Finally. Something going my way. Maybe this was a sign life was going to start turning around for me. It was a little win, but like small losses, they add up to the big stuff. I pulled up to the window with a smile. I’d made the cut.

The girl frowned at me. “I’m sorry. The car ahead of you forgot to add on a drink, and we can only make two drinks. Is there anything else we can get you in its place?”

Right. Right.Fucking of course.

“I’m really sorry.” She gave me an annoying smile to go with the fake apology.

“I don’t want anything else.”

“Okay! $14.00 then.”

For this, Vinny and Sam were getting taxed. Meaning, I was going to take sips out of theirs to cover the loss of mine.

After I paid, she ran back to grab the drinks. She handed them to me, and I set them on the passenger seat.

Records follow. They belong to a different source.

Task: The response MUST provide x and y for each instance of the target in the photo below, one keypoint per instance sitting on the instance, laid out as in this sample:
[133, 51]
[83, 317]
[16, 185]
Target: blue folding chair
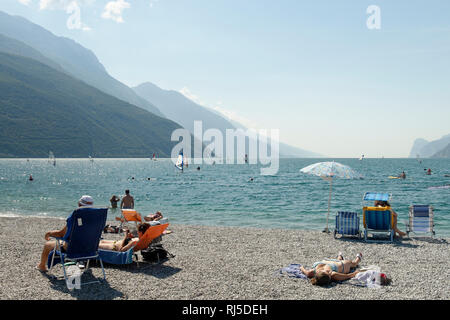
[378, 219]
[420, 220]
[347, 223]
[84, 230]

As I went to pull off, the car in front of me slammed on its brakes. Mine were a little too slow to react, and I almost smashed into the back of the car. The two drinks, carrier and all, flew to the ground and made a pink puddle on my plastic floormat.

What. The. Fuck.

The driver, a young woman who looked like she had thousands of dollars around her wrist, stepped out of her car and made a shooing motion with her hand.

She wanted me to back up.

Fifty cars deep and she wanted me to fucking back up?

I flung the car in park and stepped out, holding on to the door. “Where do you want me to go?”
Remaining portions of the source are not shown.